The paper introduces AttoNets, a family of ultra‑compact deep neural networks designed for edge devices through a Human‑Machine Collaborative Design methodology. Instead of relying solely on handcrafted efficiency‑focused architectures or fully automated neural architecture search (NAS), the authors propose a two‑stage process that combines human intuition at the macro‑architecture level with machine‑driven fine‑grained exploration of module‑level designs.

In the first stage, designers specify a high‑level network skeleton: a deep network composed of 16 modular blocks, each connected via residual shortcuts, and an overall pooling and classification head. The focus here is on achieving high representational capacity rather than immediate efficiency. Human‑specified constraints such as minimum Top‑1 accuracy (≥ 65 % on ImageNet) are also defined.

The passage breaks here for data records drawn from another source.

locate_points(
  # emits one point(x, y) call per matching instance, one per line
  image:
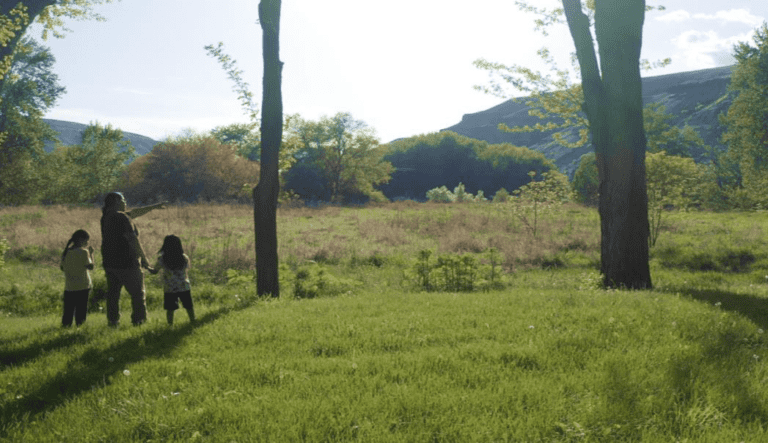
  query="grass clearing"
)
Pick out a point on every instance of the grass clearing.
point(548, 358)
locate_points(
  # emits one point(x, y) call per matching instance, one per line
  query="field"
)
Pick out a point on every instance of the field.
point(358, 349)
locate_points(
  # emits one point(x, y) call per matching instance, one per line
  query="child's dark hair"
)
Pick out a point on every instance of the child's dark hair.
point(111, 200)
point(173, 253)
point(79, 235)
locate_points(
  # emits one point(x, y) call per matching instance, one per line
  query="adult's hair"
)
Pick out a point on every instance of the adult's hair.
point(79, 235)
point(173, 253)
point(111, 200)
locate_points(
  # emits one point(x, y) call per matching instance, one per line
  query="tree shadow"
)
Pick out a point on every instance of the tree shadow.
point(18, 356)
point(751, 307)
point(719, 352)
point(96, 366)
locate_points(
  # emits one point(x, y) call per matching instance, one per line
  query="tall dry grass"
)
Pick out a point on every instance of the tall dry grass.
point(220, 236)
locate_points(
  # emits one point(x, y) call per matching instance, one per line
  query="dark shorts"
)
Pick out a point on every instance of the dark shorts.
point(171, 300)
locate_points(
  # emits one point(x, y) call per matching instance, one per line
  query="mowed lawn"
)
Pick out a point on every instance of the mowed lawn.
point(547, 358)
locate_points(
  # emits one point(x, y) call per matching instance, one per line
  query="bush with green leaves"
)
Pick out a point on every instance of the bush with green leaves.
point(672, 182)
point(457, 272)
point(459, 195)
point(538, 197)
point(4, 247)
point(315, 281)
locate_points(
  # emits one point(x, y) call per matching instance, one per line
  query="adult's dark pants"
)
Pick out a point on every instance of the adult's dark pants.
point(133, 281)
point(75, 306)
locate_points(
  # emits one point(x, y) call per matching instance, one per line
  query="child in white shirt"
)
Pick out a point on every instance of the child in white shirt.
point(174, 263)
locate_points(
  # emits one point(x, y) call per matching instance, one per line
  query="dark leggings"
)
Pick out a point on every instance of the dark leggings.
point(75, 305)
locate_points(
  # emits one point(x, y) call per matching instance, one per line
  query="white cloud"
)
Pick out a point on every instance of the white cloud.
point(675, 16)
point(704, 49)
point(733, 15)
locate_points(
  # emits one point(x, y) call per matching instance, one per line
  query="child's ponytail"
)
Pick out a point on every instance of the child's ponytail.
point(79, 235)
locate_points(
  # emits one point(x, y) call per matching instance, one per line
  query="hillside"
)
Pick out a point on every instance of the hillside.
point(71, 133)
point(695, 98)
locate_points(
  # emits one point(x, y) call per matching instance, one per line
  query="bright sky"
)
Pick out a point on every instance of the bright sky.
point(402, 66)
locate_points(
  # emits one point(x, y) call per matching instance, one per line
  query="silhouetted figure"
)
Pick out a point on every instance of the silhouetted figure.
point(174, 264)
point(123, 257)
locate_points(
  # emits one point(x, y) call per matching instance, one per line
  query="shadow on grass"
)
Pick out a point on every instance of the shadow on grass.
point(18, 356)
point(722, 356)
point(93, 368)
point(751, 307)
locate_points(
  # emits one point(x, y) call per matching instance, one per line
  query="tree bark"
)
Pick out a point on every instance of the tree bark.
point(613, 104)
point(265, 193)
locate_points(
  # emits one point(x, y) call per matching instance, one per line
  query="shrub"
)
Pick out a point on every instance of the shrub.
point(459, 195)
point(4, 247)
point(315, 281)
point(456, 272)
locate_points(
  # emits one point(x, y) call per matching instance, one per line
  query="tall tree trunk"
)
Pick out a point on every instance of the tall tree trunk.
point(613, 104)
point(265, 193)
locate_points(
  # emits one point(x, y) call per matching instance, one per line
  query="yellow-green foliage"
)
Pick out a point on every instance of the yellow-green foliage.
point(190, 169)
point(3, 249)
point(672, 181)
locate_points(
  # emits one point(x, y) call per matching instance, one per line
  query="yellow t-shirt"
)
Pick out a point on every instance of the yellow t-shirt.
point(77, 277)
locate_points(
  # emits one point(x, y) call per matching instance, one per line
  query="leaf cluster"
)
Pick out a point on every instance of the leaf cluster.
point(188, 169)
point(446, 159)
point(336, 159)
point(743, 169)
point(80, 173)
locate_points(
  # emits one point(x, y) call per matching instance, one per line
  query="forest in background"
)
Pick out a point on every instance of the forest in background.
point(339, 159)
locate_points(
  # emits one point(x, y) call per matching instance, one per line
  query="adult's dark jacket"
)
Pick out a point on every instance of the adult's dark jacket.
point(116, 229)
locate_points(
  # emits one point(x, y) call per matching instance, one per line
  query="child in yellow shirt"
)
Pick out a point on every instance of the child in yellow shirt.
point(76, 261)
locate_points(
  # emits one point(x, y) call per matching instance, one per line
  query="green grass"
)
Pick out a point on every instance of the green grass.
point(548, 359)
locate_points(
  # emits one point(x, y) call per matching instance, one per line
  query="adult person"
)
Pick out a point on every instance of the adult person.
point(123, 257)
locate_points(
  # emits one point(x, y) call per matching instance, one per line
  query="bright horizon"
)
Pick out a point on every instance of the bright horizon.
point(402, 66)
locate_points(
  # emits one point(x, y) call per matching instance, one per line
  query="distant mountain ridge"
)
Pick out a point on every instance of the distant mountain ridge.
point(695, 98)
point(71, 133)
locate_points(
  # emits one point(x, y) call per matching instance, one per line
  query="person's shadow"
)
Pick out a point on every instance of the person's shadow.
point(93, 368)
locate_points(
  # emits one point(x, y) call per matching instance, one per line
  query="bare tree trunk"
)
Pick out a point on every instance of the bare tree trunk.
point(613, 104)
point(265, 193)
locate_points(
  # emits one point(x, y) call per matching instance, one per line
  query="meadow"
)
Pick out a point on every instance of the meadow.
point(356, 348)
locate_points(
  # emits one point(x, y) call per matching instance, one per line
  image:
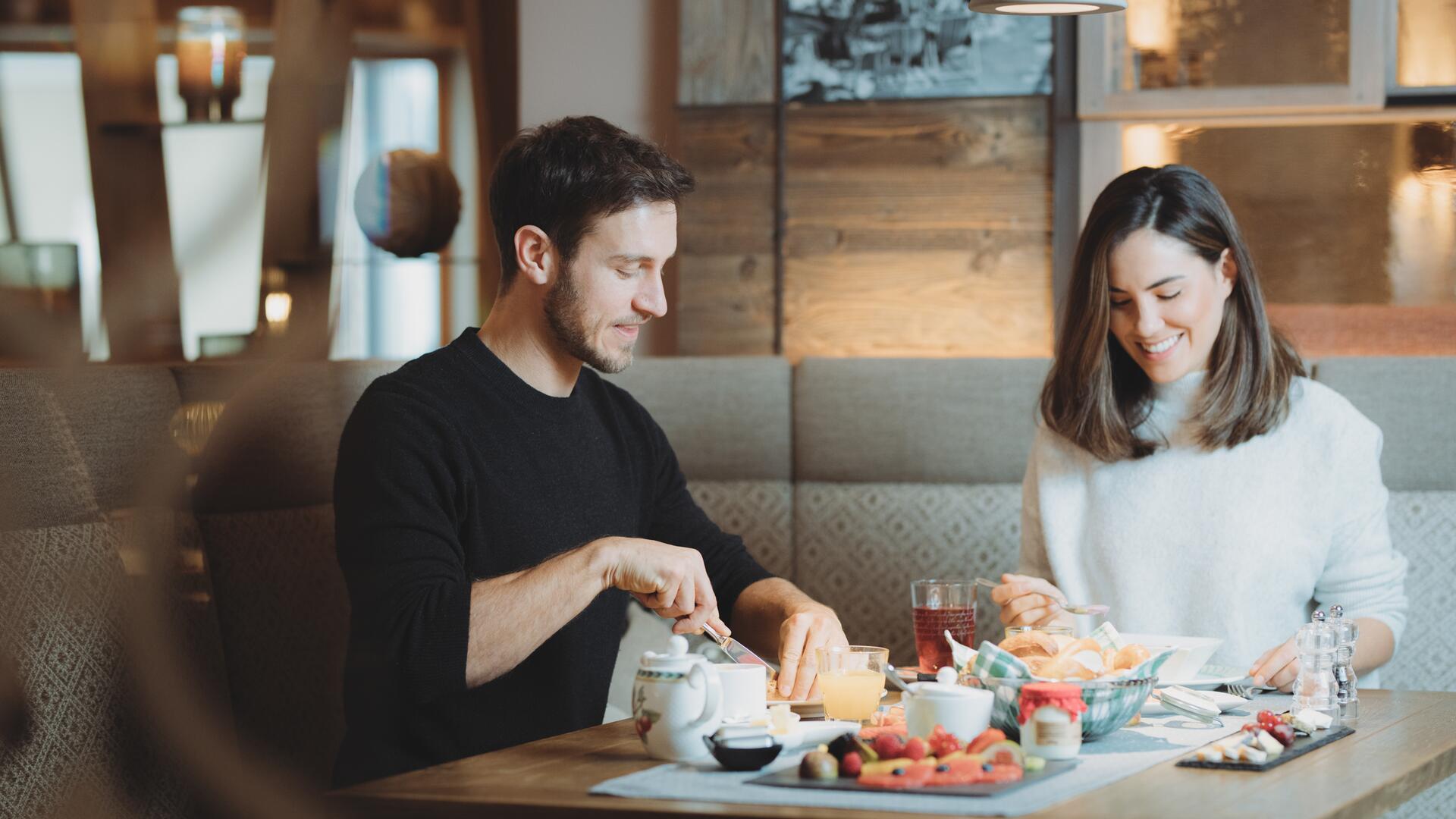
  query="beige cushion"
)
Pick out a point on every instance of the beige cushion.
point(759, 512)
point(1411, 400)
point(284, 618)
point(957, 420)
point(121, 420)
point(727, 419)
point(42, 474)
point(278, 439)
point(859, 545)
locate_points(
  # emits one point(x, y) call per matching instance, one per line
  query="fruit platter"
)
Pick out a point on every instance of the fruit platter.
point(938, 764)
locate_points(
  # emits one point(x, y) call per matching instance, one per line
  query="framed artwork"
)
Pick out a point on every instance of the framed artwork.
point(856, 50)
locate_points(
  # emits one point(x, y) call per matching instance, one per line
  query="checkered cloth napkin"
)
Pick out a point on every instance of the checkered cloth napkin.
point(993, 664)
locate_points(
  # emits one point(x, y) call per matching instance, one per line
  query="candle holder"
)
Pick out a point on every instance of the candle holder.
point(210, 61)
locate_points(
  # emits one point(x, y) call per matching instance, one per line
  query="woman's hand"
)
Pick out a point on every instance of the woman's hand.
point(1279, 667)
point(1027, 601)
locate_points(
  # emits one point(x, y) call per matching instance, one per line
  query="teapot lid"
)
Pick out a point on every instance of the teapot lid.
point(676, 654)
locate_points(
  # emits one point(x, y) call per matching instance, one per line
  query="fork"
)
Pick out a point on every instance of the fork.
point(1247, 689)
point(1066, 607)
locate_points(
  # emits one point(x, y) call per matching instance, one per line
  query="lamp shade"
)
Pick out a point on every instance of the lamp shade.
point(1046, 8)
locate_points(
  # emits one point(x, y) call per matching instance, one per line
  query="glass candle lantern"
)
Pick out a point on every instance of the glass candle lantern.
point(210, 60)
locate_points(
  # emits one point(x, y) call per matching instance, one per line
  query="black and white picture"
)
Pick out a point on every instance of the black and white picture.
point(836, 50)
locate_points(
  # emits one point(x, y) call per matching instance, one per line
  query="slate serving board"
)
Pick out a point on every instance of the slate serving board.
point(1302, 746)
point(789, 779)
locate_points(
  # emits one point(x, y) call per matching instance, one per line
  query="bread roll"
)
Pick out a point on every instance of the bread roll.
point(1030, 645)
point(1076, 665)
point(1130, 656)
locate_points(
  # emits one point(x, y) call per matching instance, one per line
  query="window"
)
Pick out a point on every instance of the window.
point(389, 308)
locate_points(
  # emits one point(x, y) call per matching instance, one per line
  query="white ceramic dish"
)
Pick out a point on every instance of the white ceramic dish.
point(817, 704)
point(1223, 701)
point(1207, 678)
point(1193, 653)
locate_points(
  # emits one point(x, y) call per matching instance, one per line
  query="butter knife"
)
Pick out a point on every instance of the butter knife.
point(737, 651)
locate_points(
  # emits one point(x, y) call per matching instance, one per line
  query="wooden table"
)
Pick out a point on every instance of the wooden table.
point(1404, 744)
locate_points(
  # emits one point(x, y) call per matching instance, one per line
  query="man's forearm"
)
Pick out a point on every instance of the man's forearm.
point(513, 614)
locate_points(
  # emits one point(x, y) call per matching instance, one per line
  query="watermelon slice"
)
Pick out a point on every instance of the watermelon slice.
point(913, 777)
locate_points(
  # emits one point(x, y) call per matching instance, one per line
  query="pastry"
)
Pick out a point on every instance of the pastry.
point(1030, 645)
point(1130, 657)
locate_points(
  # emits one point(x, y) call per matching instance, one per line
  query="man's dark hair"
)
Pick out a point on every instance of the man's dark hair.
point(564, 175)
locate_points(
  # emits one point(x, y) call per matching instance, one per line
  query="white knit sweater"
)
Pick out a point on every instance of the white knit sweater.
point(1239, 542)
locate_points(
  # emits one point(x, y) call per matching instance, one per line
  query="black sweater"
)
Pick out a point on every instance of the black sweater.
point(453, 469)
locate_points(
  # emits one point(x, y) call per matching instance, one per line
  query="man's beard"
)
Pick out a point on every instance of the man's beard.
point(566, 316)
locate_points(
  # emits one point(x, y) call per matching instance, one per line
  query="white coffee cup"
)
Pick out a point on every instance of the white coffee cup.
point(745, 689)
point(962, 710)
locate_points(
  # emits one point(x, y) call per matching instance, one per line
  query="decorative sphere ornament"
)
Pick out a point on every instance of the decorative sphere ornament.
point(408, 202)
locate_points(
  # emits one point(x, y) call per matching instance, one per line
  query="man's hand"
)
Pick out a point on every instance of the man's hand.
point(805, 630)
point(1279, 667)
point(670, 580)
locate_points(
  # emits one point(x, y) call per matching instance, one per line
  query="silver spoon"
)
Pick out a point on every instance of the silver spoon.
point(894, 676)
point(1078, 610)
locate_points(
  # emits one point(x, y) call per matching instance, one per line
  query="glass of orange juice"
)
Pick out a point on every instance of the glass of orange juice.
point(852, 678)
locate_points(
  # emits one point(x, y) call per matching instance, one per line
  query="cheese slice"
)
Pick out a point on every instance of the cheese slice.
point(1313, 717)
point(1270, 745)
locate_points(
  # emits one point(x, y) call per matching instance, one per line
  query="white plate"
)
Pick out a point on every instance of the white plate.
point(1225, 701)
point(816, 703)
point(1209, 676)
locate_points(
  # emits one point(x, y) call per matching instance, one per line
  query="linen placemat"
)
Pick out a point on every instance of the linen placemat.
point(1103, 763)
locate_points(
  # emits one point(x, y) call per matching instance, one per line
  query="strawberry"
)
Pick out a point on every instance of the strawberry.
point(889, 746)
point(984, 741)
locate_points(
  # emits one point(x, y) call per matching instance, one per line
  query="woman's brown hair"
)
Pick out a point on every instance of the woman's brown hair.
point(1097, 395)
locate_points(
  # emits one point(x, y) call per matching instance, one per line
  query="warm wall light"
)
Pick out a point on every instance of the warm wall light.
point(1147, 145)
point(277, 306)
point(1150, 25)
point(1041, 8)
point(210, 60)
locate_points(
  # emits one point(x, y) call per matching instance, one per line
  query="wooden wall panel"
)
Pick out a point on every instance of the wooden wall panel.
point(918, 229)
point(117, 44)
point(727, 53)
point(726, 279)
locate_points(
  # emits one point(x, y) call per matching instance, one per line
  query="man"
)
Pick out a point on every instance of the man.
point(497, 503)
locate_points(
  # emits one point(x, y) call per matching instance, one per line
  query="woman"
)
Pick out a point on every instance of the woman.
point(1184, 469)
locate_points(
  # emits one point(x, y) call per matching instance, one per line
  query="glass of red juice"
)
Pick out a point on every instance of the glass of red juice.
point(940, 607)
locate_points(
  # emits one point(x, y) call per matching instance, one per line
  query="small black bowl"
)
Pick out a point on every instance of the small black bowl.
point(743, 752)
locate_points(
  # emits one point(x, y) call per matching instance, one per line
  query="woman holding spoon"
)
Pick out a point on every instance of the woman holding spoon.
point(1184, 471)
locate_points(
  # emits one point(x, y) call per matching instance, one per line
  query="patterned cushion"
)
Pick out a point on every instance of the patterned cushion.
point(284, 617)
point(83, 751)
point(859, 545)
point(761, 512)
point(42, 472)
point(1423, 528)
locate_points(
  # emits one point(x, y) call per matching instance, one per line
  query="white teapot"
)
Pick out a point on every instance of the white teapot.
point(676, 703)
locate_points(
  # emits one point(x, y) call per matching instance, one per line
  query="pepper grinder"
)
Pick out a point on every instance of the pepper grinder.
point(1346, 634)
point(1316, 689)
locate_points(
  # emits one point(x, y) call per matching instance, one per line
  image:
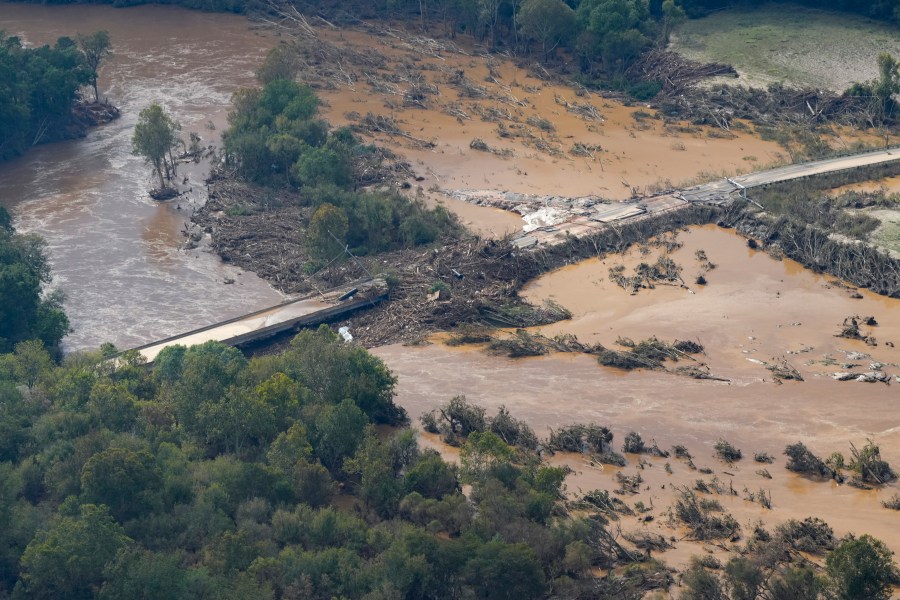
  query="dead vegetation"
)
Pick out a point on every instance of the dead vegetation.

The second stage employs Generative Synthesis, a constrained optimization framework that learns a generator G capable of producing network instances that maximize a universal performance function U while satisfying the indicator function 1_r(·). U balances modeling performance, computational complexity (measured in multiply‑add operations), and architectural complexity (parameter count). The authors set the weighting α = 2, β = γ = 0, thus heavily favoring accuracy. Starting from the human‑defined prototype, the generator iteratively refines module designs, exploring variations in bottleneck structures, channel widths, depthwise separable convolutions, squeeze‑expand patterns, and other efficiency tricks.

The resulting AttoNet variants (e.g., AttoNet‑A, AttoNet‑B, AttoNet‑C) exhibit dramatically reduced resource footprints while maintaining or improving accuracy. On ImageNet, the smallest AttoNet‑A achieves a Top‑1 accuracy 1.8 percentage points higher than MobileNet‑V1 while requiring roughly ten times fewer multiply‑add operations and parameters (≈ 1.2 M parameters vs. 4.2 M, ≈ 40 M MACs vs. 569 M). Larger AttoNets provide comparable accuracy to MobileNet‑V2 with similar or lower computational budgets.

To demonstrate applicability beyond classification, the authors replace the ResNet‑50 backbone in a Mask R‑CNN pipeline with an AttoNet‑B backbone. The resulting detector reduces multiply‑add operations by a factor of five and parameter count by a factor of two relative to the ResNet‑50 baseline, with only a marginal drop (< 1 % absolute) in COCO mAP for object detection and instance segmentation.

Key contributions of the work are: (1) a novel collaborative design paradigm that leverages human expertise for high‑level structural decisions while delegating exhaustive low‑level architectural search to an automated generator; (2) the adaptation of Generative Synthesis to enforce explicit performance constraints, enabling rapid convergence to efficient designs without the massive computational expense typical of NAS; (3) empirical validation that AttoNets outperform state‑of‑the‑art efficient models (MobileNet, ShuffleNet) in both computational and parameter efficiency, and that they can serve as effective backbones for downstream vision tasks.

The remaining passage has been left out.